Das Stresshormon Kortisol hat bei Testpersonen die krankhafte Angst vor Spinnen und Menschengruppen gelindert.

dpa WASHINGTON. Das Stresshormon Kortisol hat bei Testpersonen die krankhafte Angst vor Spinnen und Menschengruppen gelindert. Die Behandlung könnte derartige Phobien möglicherweise sogar ganz verschwinden lassen, berichten Schweizer, deutsche und US- amerikanische Forscher in den „Proceedings“ der US-Akademie der Wissenschaften.

Die Gruppe um Dominique de Quervain von der Universität Zürich und Gustav Schelling von der Ludwig-Maximilians-Universität in München hatte Probanden mit sozialer Phobie und Spinnenangst Kortisol oder Kortison schlucken lassen und die Versuchsteilnehmer eine Stunde später dem Angst auslösenden Reiz ausgesetzt. Beide Gruppen berichteten von geringerer Furcht. Zur Kontrolle verabreichten die Forscher einem Teil der Probanden ein wirkungsloses Scheinpräparat (Placebo), das nicht zu einer Linderung der Angstanfälle führte.

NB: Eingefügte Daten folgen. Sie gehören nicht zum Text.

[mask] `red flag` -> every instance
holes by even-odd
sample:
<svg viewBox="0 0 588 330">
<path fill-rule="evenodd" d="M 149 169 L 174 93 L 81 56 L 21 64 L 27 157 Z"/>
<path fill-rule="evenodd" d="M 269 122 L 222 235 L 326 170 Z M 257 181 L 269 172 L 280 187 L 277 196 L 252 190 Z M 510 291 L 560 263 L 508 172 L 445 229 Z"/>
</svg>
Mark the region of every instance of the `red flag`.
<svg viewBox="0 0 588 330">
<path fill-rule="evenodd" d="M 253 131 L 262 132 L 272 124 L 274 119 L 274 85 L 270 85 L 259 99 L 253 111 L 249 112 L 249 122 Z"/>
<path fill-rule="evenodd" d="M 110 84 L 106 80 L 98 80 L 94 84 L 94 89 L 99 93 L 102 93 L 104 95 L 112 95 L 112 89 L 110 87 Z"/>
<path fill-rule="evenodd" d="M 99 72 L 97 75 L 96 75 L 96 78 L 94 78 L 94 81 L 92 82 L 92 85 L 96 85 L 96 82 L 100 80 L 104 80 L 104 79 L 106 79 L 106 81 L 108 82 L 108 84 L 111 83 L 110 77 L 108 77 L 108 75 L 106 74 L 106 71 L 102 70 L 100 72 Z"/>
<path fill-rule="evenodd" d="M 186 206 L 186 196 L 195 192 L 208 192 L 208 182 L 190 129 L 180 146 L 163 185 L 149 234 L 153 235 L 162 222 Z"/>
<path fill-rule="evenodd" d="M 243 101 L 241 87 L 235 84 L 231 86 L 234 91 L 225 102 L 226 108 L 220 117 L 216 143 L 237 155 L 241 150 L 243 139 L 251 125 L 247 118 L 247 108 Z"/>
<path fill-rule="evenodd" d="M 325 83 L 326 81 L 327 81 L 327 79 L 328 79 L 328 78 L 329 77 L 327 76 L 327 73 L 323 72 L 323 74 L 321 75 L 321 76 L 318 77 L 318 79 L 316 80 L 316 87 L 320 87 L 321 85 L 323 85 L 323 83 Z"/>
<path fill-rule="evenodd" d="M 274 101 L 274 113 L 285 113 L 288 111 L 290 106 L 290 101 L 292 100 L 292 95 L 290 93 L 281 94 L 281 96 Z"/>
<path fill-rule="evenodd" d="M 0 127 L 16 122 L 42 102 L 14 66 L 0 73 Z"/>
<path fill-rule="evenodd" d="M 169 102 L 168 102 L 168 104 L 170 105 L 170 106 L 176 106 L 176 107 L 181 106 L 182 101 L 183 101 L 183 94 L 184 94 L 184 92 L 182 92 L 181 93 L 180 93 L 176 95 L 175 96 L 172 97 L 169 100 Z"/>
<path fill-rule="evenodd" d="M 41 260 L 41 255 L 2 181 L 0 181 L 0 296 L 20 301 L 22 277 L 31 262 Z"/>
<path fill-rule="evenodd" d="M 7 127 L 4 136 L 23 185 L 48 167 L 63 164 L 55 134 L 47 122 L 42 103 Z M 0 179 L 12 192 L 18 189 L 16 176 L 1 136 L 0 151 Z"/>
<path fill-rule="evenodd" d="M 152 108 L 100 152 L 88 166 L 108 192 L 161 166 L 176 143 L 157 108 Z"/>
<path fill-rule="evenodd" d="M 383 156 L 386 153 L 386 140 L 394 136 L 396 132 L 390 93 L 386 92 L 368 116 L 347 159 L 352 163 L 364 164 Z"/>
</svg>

Krankhafte Furcht kann zur Ausschüttung von Kortisol im Gehirn führen, was die Gedächtnisabfrage beeinträchtige. Dies kann nach Ansicht der Forscher bedeuten, dass Kortisol während einer Panikattacke Ängste verringert, weil dadurch das Abrufen von mit Furcht behafteten Erinnerungen blockiert wird. An dem Experiment beteiligten sich 40 Probanden mit einer Sozial- und 20 mit einer Spinnenphobie.